Under the new policy, the agriculture and interior ministries will enhance monitoring and handling of violations on uncultivated forest land, while the former will draft new regulations that ban issuing commuted sentences to those who commit such infringements, Agriculture Minister Akef Zu’bi said at a press conference.

Zu’bi explained that forest lands include terrain covered with forest trees and uncultivated land intended for greening projects, underscoring that the government is cracking down on violations on the latter.

A total of 12,000 violations have been recorded on bare forestry lands, the minister said, highlighting that 7,000-8,000 breaches occurred during the past 25 years.

“The violations entail construction of buildings, agricultural projects or fences built on part of the land by owners of adjacent properties,” Zu’bi told reporters.

He attributed the violations to several factors, including weakness in dealing with them on the side of the ministry, weak coordination between the ministries of interior and agriculture and the Arab Spring, during which the level of monitoring and addressing violations dropped.

The main reason behind the violations, Zu’bi noted, is the issuance of commuted sentences to those involved due to “culture-related considerations”.

“The Penal Code is being referred to when issuing rulings against violators… when the specialised Agriculture Law should be the basis for handling similar violations,” Zu’bi said.

The Penal Code allows for commuted sentences for violations on bare forest land, the minister added, highlighting that the Agriculture Law stipulates stiffer penalties.

To address the issue, Zu’bi said the ministry is currently looking into two options — either to draft new regulations as part of the Agriculture Law that prohibit the issuance of commuted sentences for violators, or to add new articles to the Penal Code stipulating the same.

In addition, the ministry’s policy also entails a media campaign to inform the public that the iftaa department, the state body responsible for issuing religious edicts, has deemed violations against bare forestry lands as forbidden in Islam.

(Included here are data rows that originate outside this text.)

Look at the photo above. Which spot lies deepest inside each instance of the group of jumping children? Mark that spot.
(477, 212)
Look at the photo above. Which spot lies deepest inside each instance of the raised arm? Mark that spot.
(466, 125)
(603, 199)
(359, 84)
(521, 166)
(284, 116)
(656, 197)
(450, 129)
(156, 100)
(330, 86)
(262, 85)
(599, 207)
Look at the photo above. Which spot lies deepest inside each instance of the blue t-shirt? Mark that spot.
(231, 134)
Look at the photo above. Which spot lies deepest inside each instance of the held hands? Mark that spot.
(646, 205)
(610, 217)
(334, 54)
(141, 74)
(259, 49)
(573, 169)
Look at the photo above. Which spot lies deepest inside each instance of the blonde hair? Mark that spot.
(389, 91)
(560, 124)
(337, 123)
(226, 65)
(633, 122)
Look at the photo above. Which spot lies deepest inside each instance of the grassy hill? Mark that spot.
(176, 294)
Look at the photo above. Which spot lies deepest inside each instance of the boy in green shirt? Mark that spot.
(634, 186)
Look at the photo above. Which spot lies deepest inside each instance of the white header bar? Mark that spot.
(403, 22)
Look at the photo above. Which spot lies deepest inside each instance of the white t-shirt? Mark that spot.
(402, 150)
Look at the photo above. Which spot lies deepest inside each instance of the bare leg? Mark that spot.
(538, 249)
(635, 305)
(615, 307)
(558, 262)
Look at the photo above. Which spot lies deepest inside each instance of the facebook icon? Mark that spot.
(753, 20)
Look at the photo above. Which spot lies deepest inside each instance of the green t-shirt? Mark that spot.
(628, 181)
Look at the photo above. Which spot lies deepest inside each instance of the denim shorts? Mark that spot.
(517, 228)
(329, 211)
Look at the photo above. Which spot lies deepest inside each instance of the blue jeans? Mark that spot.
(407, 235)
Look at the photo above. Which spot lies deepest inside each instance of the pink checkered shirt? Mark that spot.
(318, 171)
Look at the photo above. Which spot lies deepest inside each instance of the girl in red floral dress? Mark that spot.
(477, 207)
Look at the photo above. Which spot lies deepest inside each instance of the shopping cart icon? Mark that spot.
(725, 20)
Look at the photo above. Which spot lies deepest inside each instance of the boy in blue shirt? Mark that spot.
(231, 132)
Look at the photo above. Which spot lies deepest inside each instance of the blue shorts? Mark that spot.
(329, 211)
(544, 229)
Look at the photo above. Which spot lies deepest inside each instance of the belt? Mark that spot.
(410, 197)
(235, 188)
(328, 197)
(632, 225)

Moreover, the Cabinet has approved appointing 30 new rangers to be deployed in Jerash and Ajloun, doubled the amount of fuel allocated for rangers’ vehicles and appointed 12 new surveyors.

“During the past week, the ministry referred 157 cases of violations on bare forest lands to court… and in the future we might announce names of the violators,” Zu’bi highlighted.

The ministry did not specify the area of land affected by violations, but said that on average each violation takes place over one to two dunums and has never exceeded 20 dunums.

Forestry lands amount to 1.5 million dunums, of which 250,000 dunums are bare, 400,000 dunums are natural forests, 500,000 dunums are planted forests and 350,000 are nature reserves, forestry department director Eid Zu’bi told The Jordan Times during the press conference.

Forests in Jordan constitute less than 1 per cent of the country’s total area of 97,000 square kilometres.

Jordan is among the poorest countries worldwide in terms of green cover, with the internationally accepted average of land covered by forests standing at 15 per cent of the total area.

Ministry figures indicate that 1,399 violations in the country’s forests were registered in 2014, and 800 cases are still in court.

In April, the ministry announced that it was drafting new regulations that ban issuing commuted sentences to those involved in violations on the Kingdom’s forests, underscoring that judges are basing their rulings in forestry-related cases on the Penal Code instead of the Agriculture Law, which stipulates strict penalties against illegal loggers.